Outra característica que considerei extremamente negativa foi o fato de que eles pedem gorjeta para tudo. Não importa o que for, se eles abrirem a boca para falar com você e você der atenção… Meu amigo, arrumarás uma bela dor de cabeça. E muitas vezes eles pedem dinheiro “do nada”. Por exemplo, fui ao banheiro no templo de Hórus, em Edfu, e perguntei para um funcionário do templo onde ficava o banheiro. Só por isso ele já pediu “money, money”. Falei que não ia dar e o funcionário ficou bastante irritado. Não queria me deixar entrar no banheiro, e só parou de me atrapalhar quando eu disse que ia chamar a polícia. Depois, no templo de Luxor, em cada “sala” do templo fica um segurança, e quando você entra sozinho na sala, lá vem o segurança querer mostrar uma “parte especial” da sala — como se você não fosse olhar tudo por si mesmo… E se você cair na conversa, já era, eles pedem mesmo dinheiro. O jeito é ser grosso ou não dar atenção e deixá-los falando sozinho. E mesmo assim eles insistem… Eu adotei a tática de não responder em inglês, só em português. Aí eles ficam meio perdidos, tentam uma segunda vez — alguns até falam um “hola” em espanhol — , mas acabam desistindo. É cansativo.

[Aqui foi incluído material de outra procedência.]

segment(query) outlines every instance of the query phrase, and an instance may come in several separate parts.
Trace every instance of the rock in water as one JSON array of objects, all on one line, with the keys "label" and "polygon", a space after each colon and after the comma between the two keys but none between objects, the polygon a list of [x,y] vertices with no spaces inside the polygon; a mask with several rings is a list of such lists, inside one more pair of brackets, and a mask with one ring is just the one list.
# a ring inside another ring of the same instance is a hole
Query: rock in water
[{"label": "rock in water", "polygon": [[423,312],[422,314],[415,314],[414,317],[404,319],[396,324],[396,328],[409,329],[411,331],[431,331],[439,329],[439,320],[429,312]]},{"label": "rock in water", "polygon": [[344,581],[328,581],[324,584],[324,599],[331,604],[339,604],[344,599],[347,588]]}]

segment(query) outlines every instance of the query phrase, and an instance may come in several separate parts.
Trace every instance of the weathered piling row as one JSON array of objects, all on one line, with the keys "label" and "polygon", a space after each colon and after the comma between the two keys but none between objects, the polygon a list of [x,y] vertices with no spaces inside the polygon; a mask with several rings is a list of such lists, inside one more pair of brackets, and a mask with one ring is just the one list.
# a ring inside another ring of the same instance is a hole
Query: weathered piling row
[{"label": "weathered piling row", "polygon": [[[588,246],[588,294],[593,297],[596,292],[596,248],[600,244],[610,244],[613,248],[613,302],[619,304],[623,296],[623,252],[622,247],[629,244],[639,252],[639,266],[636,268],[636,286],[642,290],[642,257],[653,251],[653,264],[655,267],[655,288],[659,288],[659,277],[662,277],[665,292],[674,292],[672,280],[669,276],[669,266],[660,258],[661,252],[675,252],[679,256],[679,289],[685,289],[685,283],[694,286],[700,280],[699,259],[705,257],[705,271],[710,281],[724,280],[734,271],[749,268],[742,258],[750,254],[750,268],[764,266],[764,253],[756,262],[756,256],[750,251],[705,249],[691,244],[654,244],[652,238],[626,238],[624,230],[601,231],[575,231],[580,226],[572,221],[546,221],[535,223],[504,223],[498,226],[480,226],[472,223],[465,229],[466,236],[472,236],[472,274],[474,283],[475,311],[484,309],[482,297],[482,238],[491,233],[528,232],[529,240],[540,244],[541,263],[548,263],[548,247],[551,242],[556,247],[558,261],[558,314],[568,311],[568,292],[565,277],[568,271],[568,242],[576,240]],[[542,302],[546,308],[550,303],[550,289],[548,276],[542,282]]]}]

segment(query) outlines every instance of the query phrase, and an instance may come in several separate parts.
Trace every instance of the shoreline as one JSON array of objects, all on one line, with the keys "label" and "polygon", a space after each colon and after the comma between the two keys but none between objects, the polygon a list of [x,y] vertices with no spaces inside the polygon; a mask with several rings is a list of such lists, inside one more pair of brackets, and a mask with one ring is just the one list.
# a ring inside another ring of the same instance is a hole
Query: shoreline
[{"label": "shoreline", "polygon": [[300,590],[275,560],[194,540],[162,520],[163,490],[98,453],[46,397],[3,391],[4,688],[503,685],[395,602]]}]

Acredito que uma visita ao Egito pode mudar a cabeça das pessoas, não apenas por ver todos aqueles monumentos — e ficar imaginando como foi possível, há tantos mil anos atrás, a construção de edificações nas quais não passa uma folha de papel entre as pedras — mas também para ver que nós, brasileiros, quando comparados ao egípcios em termos sócio-econômicos, somos ricos. Para ver que nós, em termos políticos, somos muito mais democráticos que eles. E para perceber o quanto o Islamismo é forte no Egito, apesar de este ser — creio eu — o país muçulmano mais “liberal” do Oriente Médio. Mas os aspectos sócio-econômicos, políticos e religiosos ficarão para a postagem da semana que vem.